Common verification mistakes

The signature is computed over the exact bytes Tallwatch sent. The moment you parse JSON and re-serialise it (JSON.parse then JSON.stringify), whitespace and field order change. The HMAC will not match.Fix: read the raw body BEFORE any body-parser middleware runs. In Express, mount express.raw({ type: "application/json" }) ahead of express.json(). In Flask, call request.get_data() before request.get_json().
A normal string equality check leaks timing information — a sophisticated attacker can guess your secret one byte at a time by measuring how long the comparison takes. Use the constant-time helper from your language’s crypto library:
  • Node: crypto.timingSafeEqual
  • Go: hmac.Equal
  • Python: hmac.compare_digest
  • Ruby: Rack::Utils.secure_compare or OpenSSL.secure_compare
The header value starts with the literal sha256= — six characters before the hex digest. If you compare just the hex part of the header against just the hex part of the expected value, you’re fine. If you compare the full header against just the hex, you fail. Most snippets above include the prefix on both sides.
Tallwatch only sends JSON, so the body is always UTF-8 text. But your HMAC must run over the raw bytes received, not over a re-encoded string. In strongly-typed languages this usually means Buffer/[]byte/bytes not string. In Python, request.get_data() returns bytes, which is what you want.

Rotating the secret

The signing secret can be changed at any time from the channel form in Tallwatch. The change takes effect on the next dispatch. To rotate without downtime:
1

Generate a new secret

Use openssl rand -base64 32 or equivalent.
2

Add the new secret to your receiver

Update your receiver’s config to accept signatures from EITHER the old or the new secret during the rollover window. Verify with both and accept either.
3

Update Tallwatch

Paste the new secret into the channel form and save. From this moment, all dispatches use the new secret.
4

Remove the old secret from your receiver

Once you’ve confirmed dispatches are coming in signed with the new secret (check your receiver logs), remove the old one from your config.

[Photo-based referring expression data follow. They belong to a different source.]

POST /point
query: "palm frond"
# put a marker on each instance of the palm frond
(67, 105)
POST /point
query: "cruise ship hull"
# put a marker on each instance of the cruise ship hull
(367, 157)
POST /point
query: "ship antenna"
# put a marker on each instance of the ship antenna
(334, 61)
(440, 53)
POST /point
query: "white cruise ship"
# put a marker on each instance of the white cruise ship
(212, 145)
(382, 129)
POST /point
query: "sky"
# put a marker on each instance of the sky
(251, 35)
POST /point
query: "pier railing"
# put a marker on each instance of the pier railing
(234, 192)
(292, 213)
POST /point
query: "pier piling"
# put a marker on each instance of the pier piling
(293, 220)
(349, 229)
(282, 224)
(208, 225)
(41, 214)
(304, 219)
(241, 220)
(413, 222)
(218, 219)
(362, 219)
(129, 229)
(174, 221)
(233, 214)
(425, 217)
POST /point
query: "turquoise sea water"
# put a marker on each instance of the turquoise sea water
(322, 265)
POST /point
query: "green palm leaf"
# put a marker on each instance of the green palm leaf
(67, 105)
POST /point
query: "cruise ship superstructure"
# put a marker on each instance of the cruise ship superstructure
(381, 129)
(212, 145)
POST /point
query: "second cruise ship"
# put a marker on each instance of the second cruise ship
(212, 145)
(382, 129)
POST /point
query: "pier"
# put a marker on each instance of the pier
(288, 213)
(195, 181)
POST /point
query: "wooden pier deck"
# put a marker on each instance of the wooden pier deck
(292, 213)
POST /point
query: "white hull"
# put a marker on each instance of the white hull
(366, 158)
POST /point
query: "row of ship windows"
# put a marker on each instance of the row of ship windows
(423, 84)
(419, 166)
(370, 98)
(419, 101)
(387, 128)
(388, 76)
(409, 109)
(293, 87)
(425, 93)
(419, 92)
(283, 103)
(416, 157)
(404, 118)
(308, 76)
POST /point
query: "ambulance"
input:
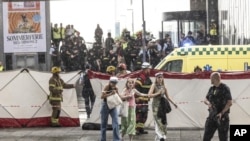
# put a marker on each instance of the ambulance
(214, 58)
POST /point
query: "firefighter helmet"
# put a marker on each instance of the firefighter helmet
(110, 68)
(122, 66)
(113, 79)
(55, 69)
(146, 65)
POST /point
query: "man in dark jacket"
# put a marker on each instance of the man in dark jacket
(142, 84)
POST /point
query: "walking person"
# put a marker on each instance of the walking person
(128, 122)
(157, 91)
(88, 92)
(56, 86)
(219, 101)
(109, 89)
(142, 84)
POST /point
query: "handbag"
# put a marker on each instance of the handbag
(167, 105)
(124, 109)
(113, 101)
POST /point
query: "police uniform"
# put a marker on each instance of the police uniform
(218, 97)
(142, 84)
(56, 86)
(88, 94)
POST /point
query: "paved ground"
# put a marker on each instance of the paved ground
(77, 134)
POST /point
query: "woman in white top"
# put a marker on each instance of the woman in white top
(128, 121)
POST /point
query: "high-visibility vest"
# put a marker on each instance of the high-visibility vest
(1, 68)
(213, 32)
(56, 34)
(62, 32)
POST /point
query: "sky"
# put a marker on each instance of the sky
(86, 14)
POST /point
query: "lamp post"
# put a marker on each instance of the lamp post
(132, 11)
(144, 33)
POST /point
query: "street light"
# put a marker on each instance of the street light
(132, 11)
(144, 33)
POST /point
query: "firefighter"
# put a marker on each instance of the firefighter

Why HMAC-SHA256 and not JWT or mTLS

  • HMAC-SHA256 is simple, fast, and supported by every language without dependencies. Verifying a JWT requires JWS libraries; mutual TLS requires cert provisioning on both sides.
  • JWT would put the payload inside the token, which couples the body shape to the signing format and breaks the body-template feature.
  • mTLS is more secure but operationally heavier — you’d need a cert per workspace and a renewal pipeline.
For a webhook receiver, signed HMAC is the right tool. We may add JWT or mTLS for higher-tier customers later, but won’t deprecate HMAC.